Un vuoto normativo simile a quello che ha permesso a Eugenia Romanelli e sua moglie, Rory Cappelli, di vincere la battaglia legale e ottenere dal Tribunale la seconda sentenza di stepchild adoption italiana (raccontano la loro storia nel libro Nata con noi, edito da Giunti nel 2023): da nessuna parte era scritto che l’orientamento sessuale di chi richiede l’adozione in casi particolari fosse dirimente (e ci mancherebbe, aggiungo!).

Ferreira quindi, subito dopo la morte del marito, è scesa in campo, attivando una raccolta di firme e accendendo un dibattito pubblico robusto attraverso i media, che, da questione sociale, è diventata questione politica e giurisprudenziale, tanto da arrivare in Parlamento e ottenere, grazie al fronte compatto di tutti i partiti di sinistra, la modifica della legge, nel marzo del 2021: promulgata dal presidente della Repubblica, dopo un suo primo veto, a novembre dello stesso anno il Portogallo diventava tra i primi Paesi che permettono la fecondazione post mortem di uno dei due coniugi.

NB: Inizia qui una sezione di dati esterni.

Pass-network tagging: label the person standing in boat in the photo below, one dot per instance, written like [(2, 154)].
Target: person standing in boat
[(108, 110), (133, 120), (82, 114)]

Adesso Hugo (nome del padre) Guilherme (nome scelto dal padre) pesa più di quasi quattro chili e sta bene. Insieme alla felicità che proviamo con sincera empatia per questa donna coraggiosa che, grazie al suo impegno, è riuscita ad affermare per sempre qualcosa di necessario e determinante per tuttə, e cioè il valore indiscutibile dell’unicità di ognuni famiglia, resta aperta la questione bioetica – che è la stessa che riguarda la gestazione per altri o la procreazione medicalmente assistita: per la prima volta dalla sua origine, la nostra specie può riprodurre la vita in laboratorio. Un tema sconvolgente, che chiama in causa il senso di onnipotenza, il narcisisimo, il nostro rapporto con i limiti, ma che va affrontato in modo laico: “C’è bisogno, in Bioetica, di un pensiero libero – dice a ReWriters Luisella Battaglia, founder dell’Istituto Italiano di Bioetica, prof.ssa ordinaria di Bioetica e Filosofia Morale (Università di Genova) e componente del Comitato Nazionale per la Bioetica – che non si limiti ad applicare vecchie categorie a nuovi problemi, ma accetti audacemente la sfida dell’immaginazione e della creatività“.

Per Daniela Galliano, medico-chirurga specializzata in ginecologia, ostetricia e medicina della riproduzione, responsabile del Centro PMA (Procreazione Medicalmente Assistita) di IVI Roma, impegnata come attivista anche in sostegno delle nuove forme di genitorialità (qui trovi il talk su questo curato da lei al ReWriters fest.) “In Italia la fecondazione post mortem è vietata e che io sappia senza alcuna proposta di legge: al momento, da noi occorre un giudice che analizzi casa per caso ci dice. In molti paesi è invece permesso. In Spagna, dove anche lavoro, come sempre è tutto più facile: basta recarsi, prima di morire, davanti a un notaio e autorizzare il seme o gli embrioni dopo la tua morte. Come sempre da noi la materia genitorialità è scottante“.